Unlike, Tesco, they do seem to be planning to at least give their customers a leaflet about the trial. The tags will not be embedded into the clothing (suits, ties and shirts) but will either be on a paper label (separate from the barcoded price tag) attached to the suit or tie, or stuck to the plastic packaging of the shirts.
However, these RFID tags are still not in accordance with the supposed Auto-ID EPC tags which are meant to have the ability to be "killed" or disabled at the point of sale, which these do not.
The effective normal working range of these M&S RFID tags will be much greater than those used (without any privacy problems) on reusable plastic food product delivery trays, as they will be working in the Ultra High Frequency range (somewhere above 868Mhz).
Given the public relations silence on the topic so far, it must be assumed that this latest M&S RFID tag trial still does not seem to comply with the Auto-ID Center's idea of a tag that can be "killed" or disabled electronically at the checkout, and that there is no strong authentication handshake which would allow only M&S RFID readers to interrogate them.
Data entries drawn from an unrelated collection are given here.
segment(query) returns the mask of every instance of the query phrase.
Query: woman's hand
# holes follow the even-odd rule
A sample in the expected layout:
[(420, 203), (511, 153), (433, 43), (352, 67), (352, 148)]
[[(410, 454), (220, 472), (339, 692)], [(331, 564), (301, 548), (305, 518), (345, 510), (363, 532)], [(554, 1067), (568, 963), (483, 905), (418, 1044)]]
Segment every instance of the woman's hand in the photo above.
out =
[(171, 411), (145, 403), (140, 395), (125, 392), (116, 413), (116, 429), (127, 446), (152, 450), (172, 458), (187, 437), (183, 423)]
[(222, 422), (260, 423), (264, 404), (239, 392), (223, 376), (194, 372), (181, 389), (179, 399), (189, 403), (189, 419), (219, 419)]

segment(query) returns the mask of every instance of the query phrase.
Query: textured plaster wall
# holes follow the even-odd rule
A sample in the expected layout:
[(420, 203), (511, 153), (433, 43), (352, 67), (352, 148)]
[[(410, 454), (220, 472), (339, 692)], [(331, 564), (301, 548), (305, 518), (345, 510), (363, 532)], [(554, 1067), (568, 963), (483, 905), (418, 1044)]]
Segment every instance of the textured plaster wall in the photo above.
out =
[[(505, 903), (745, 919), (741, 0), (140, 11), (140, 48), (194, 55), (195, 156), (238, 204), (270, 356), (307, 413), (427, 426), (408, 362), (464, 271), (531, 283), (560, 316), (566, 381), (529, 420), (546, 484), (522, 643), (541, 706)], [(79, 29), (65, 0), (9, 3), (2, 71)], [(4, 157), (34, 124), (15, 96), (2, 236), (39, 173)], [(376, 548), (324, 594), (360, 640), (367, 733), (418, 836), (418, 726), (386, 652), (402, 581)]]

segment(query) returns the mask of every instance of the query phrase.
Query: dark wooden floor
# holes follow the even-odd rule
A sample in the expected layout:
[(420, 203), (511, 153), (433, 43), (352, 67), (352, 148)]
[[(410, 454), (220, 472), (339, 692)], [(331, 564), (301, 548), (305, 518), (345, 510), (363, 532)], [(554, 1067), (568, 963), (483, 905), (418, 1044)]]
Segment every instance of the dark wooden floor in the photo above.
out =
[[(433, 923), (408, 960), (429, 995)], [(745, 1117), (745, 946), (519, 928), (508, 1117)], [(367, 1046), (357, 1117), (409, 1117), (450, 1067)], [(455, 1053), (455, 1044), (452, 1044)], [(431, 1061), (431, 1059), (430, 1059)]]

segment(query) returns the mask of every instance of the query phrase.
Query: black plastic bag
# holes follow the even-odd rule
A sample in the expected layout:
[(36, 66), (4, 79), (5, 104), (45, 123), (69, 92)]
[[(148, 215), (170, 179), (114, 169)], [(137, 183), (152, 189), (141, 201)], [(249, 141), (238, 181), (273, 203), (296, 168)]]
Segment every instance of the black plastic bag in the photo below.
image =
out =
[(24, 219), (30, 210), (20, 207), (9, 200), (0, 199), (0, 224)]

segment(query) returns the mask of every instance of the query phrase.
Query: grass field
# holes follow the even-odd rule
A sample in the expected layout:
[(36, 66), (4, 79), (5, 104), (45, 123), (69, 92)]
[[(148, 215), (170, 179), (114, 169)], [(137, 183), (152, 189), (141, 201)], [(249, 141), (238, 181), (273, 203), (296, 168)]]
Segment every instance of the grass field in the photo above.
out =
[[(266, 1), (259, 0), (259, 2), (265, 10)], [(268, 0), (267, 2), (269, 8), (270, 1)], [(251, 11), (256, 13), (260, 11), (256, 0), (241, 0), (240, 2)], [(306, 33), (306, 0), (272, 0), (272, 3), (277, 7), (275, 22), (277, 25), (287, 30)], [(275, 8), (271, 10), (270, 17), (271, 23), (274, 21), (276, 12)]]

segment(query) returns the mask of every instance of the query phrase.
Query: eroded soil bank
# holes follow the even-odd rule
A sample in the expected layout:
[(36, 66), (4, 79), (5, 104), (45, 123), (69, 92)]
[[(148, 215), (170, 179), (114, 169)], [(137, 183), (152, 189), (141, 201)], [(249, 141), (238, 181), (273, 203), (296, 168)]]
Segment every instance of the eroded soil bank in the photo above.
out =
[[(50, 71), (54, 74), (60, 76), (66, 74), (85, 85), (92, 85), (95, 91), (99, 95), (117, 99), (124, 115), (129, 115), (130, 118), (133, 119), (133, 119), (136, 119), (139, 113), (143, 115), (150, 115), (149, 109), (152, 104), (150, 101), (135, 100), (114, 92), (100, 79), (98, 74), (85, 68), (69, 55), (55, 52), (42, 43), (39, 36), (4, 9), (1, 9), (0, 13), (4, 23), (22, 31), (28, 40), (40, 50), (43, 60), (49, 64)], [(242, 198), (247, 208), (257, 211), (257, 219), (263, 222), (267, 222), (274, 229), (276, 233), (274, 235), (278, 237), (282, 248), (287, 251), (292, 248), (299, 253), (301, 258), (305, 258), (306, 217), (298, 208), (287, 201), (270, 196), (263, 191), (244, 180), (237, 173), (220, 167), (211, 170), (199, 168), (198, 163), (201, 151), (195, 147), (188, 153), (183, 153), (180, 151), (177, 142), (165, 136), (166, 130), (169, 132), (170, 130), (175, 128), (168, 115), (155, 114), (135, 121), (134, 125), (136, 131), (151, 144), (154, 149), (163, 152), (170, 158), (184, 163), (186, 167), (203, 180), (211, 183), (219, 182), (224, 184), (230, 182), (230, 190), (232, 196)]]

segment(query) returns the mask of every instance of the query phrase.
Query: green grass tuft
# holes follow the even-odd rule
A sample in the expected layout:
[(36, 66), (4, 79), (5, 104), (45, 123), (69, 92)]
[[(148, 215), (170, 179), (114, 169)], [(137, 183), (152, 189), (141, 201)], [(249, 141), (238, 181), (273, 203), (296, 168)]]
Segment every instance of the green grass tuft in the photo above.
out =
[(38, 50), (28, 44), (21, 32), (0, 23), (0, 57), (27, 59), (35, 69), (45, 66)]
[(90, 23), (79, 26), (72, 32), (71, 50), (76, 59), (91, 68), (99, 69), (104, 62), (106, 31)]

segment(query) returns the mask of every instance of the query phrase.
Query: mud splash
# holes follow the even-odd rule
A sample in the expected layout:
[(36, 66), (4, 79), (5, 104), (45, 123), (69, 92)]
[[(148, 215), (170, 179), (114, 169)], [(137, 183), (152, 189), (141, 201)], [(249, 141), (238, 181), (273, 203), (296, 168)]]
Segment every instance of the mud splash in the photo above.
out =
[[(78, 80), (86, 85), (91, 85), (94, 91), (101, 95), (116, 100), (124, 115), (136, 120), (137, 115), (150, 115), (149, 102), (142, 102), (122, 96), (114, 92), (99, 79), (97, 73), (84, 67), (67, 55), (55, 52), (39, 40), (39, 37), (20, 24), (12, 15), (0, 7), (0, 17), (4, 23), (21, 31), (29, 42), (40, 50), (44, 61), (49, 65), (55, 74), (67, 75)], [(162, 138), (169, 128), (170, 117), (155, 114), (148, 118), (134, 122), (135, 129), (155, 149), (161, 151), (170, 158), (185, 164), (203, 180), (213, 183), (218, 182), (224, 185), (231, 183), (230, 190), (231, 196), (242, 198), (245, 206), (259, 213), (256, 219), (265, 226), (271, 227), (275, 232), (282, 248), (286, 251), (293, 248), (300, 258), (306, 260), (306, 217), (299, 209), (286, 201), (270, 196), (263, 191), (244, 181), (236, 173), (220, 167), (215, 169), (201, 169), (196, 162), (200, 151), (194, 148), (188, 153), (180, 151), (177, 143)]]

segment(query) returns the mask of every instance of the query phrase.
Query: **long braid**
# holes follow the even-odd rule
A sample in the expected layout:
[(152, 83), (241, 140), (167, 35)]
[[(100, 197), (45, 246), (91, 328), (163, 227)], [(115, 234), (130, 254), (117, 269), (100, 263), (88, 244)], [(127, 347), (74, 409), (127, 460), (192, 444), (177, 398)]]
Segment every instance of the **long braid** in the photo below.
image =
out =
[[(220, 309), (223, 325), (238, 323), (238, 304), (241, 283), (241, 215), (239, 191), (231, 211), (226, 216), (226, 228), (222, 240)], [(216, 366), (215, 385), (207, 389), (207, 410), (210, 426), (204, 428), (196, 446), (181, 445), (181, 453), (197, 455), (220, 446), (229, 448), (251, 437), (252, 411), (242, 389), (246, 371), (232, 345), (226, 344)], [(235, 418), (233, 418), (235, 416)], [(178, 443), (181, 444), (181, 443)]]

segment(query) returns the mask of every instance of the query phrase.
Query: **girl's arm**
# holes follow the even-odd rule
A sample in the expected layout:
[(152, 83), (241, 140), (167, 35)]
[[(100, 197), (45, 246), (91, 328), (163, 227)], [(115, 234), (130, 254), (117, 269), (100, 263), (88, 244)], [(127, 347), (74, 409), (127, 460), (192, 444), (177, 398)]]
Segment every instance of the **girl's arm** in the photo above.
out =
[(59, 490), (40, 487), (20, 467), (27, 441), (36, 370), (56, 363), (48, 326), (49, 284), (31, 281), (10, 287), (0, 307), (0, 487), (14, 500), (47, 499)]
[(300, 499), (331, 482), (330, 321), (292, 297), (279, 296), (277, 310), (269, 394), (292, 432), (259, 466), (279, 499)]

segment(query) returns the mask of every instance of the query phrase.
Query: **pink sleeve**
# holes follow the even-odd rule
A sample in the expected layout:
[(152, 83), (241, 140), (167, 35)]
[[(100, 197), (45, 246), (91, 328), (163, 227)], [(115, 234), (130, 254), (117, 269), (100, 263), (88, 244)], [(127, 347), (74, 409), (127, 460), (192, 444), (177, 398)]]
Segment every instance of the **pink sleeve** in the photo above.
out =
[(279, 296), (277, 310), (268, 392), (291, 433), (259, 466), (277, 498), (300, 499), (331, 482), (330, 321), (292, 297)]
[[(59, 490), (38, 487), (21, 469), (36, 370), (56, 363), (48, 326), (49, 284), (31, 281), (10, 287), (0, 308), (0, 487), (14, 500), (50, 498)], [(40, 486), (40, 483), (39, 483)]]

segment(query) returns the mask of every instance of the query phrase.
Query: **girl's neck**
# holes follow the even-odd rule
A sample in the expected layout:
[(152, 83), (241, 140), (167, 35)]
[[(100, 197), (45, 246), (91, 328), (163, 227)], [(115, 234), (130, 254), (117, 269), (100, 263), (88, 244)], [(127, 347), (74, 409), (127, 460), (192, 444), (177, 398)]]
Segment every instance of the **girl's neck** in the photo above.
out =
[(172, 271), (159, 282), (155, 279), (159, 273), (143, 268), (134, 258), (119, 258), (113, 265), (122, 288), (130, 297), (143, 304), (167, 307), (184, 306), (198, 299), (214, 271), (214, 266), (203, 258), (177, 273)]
As the unit price of RFID tags falls towards the target of under a penny each,
unless automatic systems for "killing" tags at the checkout are developed and tested at the outset, some accountant or manager will award themselves a bonus when they calculate that it will cost more in checkout staff time or customer queues at peak times, to "kill" a tag than to buy a new one. They will then try not to bother with tags that can be "killed" or will "save" on the equipment needed to do so, to the detriment of consumer privacy.
Therefore, even though this M&S trial is no real threat in itself at the moment, our RFID tag privacy concerns (similar to those over "third party cookie tracking" profiles compiled from internet web site surfing) still remain.